O Sebrae/PR também procura fomentar o empreendedorismo por meio do Programa Sebrae Delas que está capacitando mulheres de todo o Estado, de forma 100% digital. São conteúdos e oficinas relacionados à gestão de problemas complexos (ao encontro da realidade ocasionada pela pandemia), comunicação remota, marketing de influência e novos modelos de negócio no momento atual. Neste contexto, acontece a trilha Elas Inovam, que terminará no evento Conecta 2020, de 8 a 10 de outubro.
Dívidas e crédito
Ainda de acordo com os dados da pesquisa, as mulheres têm se mostrado mais avessas a empréstimos bancários do que os homens. Desde o início da crise, 54% dos empresários do sexo masculino buscaram crédito enquanto a proporção de mulheres é praticamente a oposta: 55% delas não buscaram empréstimos. Outro aspecto que também mostra uma diferença significativa de comportamento entre homens e mulheres é o percentual de endividamento. Enquanto a maior parcela dos empresários (37%) tem dívidas/empréstimos em dia, a parcela mais representativa das mulheres é aquela que afirma não ter dívidas (36%).
Local de trabalho
Em sintonia com dados históricos do Sebrae, o último levantamento mostrou que há uma predominância das mulheres que empreendem em casa (35%), em comparação com os homens (29%). Em geral, essa situação se dá em razão das mulheres buscarem compatibilizar a rotina do negócio com as demandas da família. A pesquisa também revelou que a maioria dos empreendedores está em processo de reabertura, com ligeira vantagem para as mulheres (76%) em relação aos homens (75%).
Outros dados da pesquisa
- As mulheres estão mais pessimistas quanto ao retorno da clientela: 68% delas contra 61% dos homens acham que menos da metade dos clientes voltarão em 30 dias.
- Empreendedores masculinos e femininos acreditam que a situação econômica do país voltará ao normal em 11 meses.
- Seis em cada dez empreendedores (ambos os sexos) tiveram que implementar mudanças para continuar a funcionar, por causa da crise.
- Apenas uma minoria dos empresários (8%), de ambos os sexos, disse que demitiu nesse período de crise, com os homens tendo demitido, em média, três funcionários e as mulheres, dois.
- A maior parte dos empresários, ambos os sexos, não tomou nenhuma medida em relação aos funcionários. Entre os que adotaram, 32% das mulheres optaram por suspender o contrato de trabalho, enquanto 27% dos homens também fizeram isso.

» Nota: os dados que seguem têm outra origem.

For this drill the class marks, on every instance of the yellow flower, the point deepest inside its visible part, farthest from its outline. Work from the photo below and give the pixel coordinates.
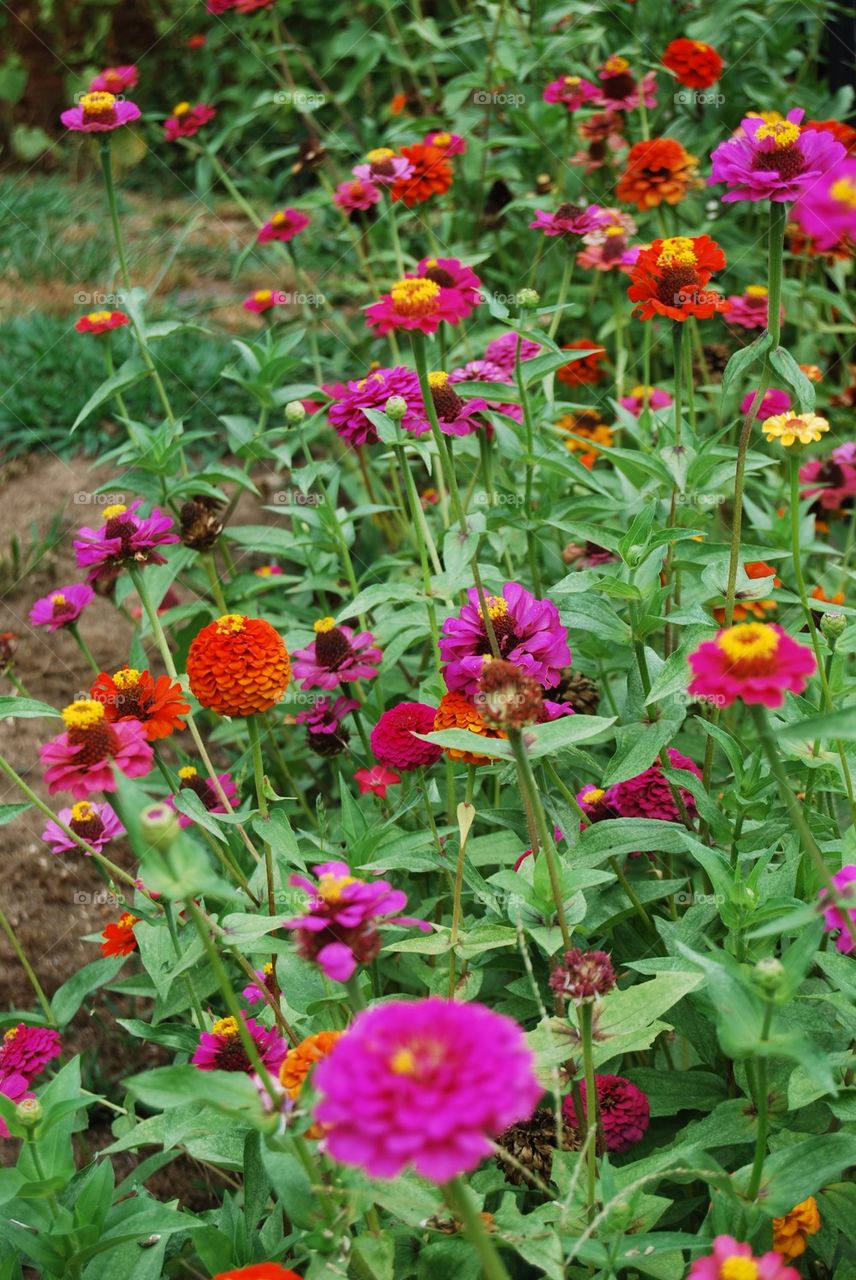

- A maior parte dos empresários não sabe da opção de pedir empréstimo pela maquininha de cartão (53% das mulheres e 43% dos homens). Apenas 2% dos empresários (ambos os sexos), que conheciam essa opção, fizeram o pedido.
- Seis em cada dez empresários que buscaram empréstimos não tiveram sucesso. Apenas 22% dos homens e 23% das mulheres conseguiram empréstimos.
- A maior parte dos empresários (22% dos homens e 17% das mulheres) alega que o banco não informou o motivo para a não concessão do empréstimo, mas outra parte expressiva (16% dos homens e 17% das mulheres) apontou como principal motivo o CPF negativado ou com restrição.
- Metade dos empresários entrevistados atuam no setor de Serviços.
- Enquanto a maior parcela dos empresários do sexo masculino (31%) está em atividade há mais de 10 anos, a maior parte das mulheres (27%) atua no mercado entre dois e cinco anos.